I’m writing this while my ears are still ringing from the cacophony of Mad Max: Fury Road. The movie can be summed up by many adjectives; loud, frenetic, no-holds-barred, glee with a dash of gruesome. But the most apt word, named after the titular character, would have to be mad.

This movie is loud and it is bold. At first it looks like every other action movie that has come out in the last few years. But it doesn’t take long for it to start to stand apart. There’s no one single moment. Maybe it’s the half lives hooking up human blood banks, maybe it’s the milking farm or just generally deranged inbred sons that hark back to Thunderdome. The mix of polecats and various pointy objects certainly go a long way to make it unique.

It doesn’t matter. This is a film that gets started and never lets up for more than a few moments at a time so you can pause, catch your breath, and get right back into it. The car chases (because, ultimately, that’s what this film is) are long but never boring. The vehicles themselves are perhaps the best characters. Each and every one is unique, always bringing something to the game.

For characters you have a very quiet Max, probably the most bad-ass Charlize Theron yet and a brilliant half life played by Holt. They’re all their own characters. They might not say much (if anything there’s too little dialogue in the movie) but they still manage to get across the bones of a relationship and a plot while they’re at it.

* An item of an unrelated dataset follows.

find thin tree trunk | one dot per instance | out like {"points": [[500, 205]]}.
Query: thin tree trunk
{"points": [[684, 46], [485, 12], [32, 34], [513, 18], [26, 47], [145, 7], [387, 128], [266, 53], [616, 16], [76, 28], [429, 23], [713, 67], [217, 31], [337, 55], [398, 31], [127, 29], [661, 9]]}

Visually this is probably the most impressive movie since Inception, and that’s definitely because it all feels so real. Everything is burnt and orange, with a layer of rust that makes the chrome stand out. The cars are detailed, but so too are the characters (with a hearty collection of prosthetics and effects). Even at night everything feels alive and grimy and in your face. It’s often the little details as well, the ones that go unremarked upon that are the best. Stilt walkers, milking machines or just the general V8-infused paganism that runs rampant through the war boys.

If I had to pick a favourite moment it would be when we meet Larry and Barry. It’s a tiny moment, and I won’t spoil anything about it, but it’s the fulcrum about which the movie turns from action-for-the-sake-of-action into a desperate race for real people for me. There might not be much in the way of a plot, but then again there’s not much in the way of places for these people to escape to.

It might not be perfect and it definitely won’t be to everyone’s tastes, but Mad Max: Fury Road is definitely a spectacle worth seeing.